Licensed centres that reopen will be limited to a maximum of 16 spaces with that limit carrying forward in alignment with the closure of in-person classes for kindergarten through Grade 12 students.

To assess the need of workers for these spaces, the province is asking health-care providers and emergency services workers needing child care to register online at forms.gov.mb.ca/GoMCovid19ESW/ by April 8.

On April 14, all parents who work in critical services as determined by the provincial chief public health officer will be able to apply for child care spaces in licensed facilities.

Child care centres willing to reopen or that have spaces available are being asked to contact the province by emailing cdcinfo@gov.mb.ca.

The province also announced that the provincial operating grant for daycares will continue to be distributed as normal, even for daycares that choose to remain closed. Child care centres are being asked by the province to refund parents their fees if services are not currently being provided and not to charge parents to hold spots if they are not currently being used.

A release put out by the province states that 1,200 children of health-care providers and emergency services workers had been matched with available child care spaces.

After the announcement, the Sun spoke with Erika Lesage, chair of the board of directors for Brandon-based daycare Children’s Den Inc. 
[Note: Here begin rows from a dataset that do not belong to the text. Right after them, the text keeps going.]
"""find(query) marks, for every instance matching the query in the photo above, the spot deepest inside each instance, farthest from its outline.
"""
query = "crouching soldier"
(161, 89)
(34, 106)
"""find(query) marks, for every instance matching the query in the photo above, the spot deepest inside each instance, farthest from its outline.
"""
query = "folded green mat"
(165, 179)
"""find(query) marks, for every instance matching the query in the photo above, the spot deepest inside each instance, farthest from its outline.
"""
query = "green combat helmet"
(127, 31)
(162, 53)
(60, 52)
She said that the facility, which had to lay off most of its staff after last month’s closure order, is in the process of getting up and running again. Calls are being made by the daycare to its client families that have parents working in the applicable fields.

While the government is still providing grant money to daycares, that only makes up 45 per cent of Children’s Den’s revenue. On top of that, the 16 spaces they’re allowed to open back up represents only half of the total capacity.
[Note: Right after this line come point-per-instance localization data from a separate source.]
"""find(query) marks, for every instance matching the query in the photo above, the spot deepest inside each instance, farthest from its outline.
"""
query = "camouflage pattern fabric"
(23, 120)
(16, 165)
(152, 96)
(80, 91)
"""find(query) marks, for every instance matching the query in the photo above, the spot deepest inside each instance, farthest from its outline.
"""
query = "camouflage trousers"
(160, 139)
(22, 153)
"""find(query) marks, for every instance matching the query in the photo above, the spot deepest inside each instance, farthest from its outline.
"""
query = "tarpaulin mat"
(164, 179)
That means that the centre is going to have to operate with lower than normal income. Because of that, the facility won’t be able to afford to bring back all the staff they had to lay off.

“There’s also some uncertainties because not everybody wants to put themselves at risk by working right now,” Lesage said. “It is going to depend on if we have the staff to reopen or not, which may be a challenge. There are people working in child care that are immunocompromised or members of their families are immunocompromised.”

Another challenge Lesage brought up is that child care workers who don’t have child care for their children won’t be able to return to work right now even if they wanted to.

Lesage also worries about suddenly not having enough staff to run the facility if they resume operations and then one or more employees become ill and unable to work.

Children’s Den Inc. will work toward reopening, but Lesage is looking for more support from the province.

“We are trying to make it all work with the information we have been given and with what little funding we have to work with,” she said. “We are a sector that has always stepped up. A sector of underpaid, overworked and under-recognized field of works primarily made up of women who have subsidized the system to keep it running. It is the government who needs to step up so we can make it happen and do our part.”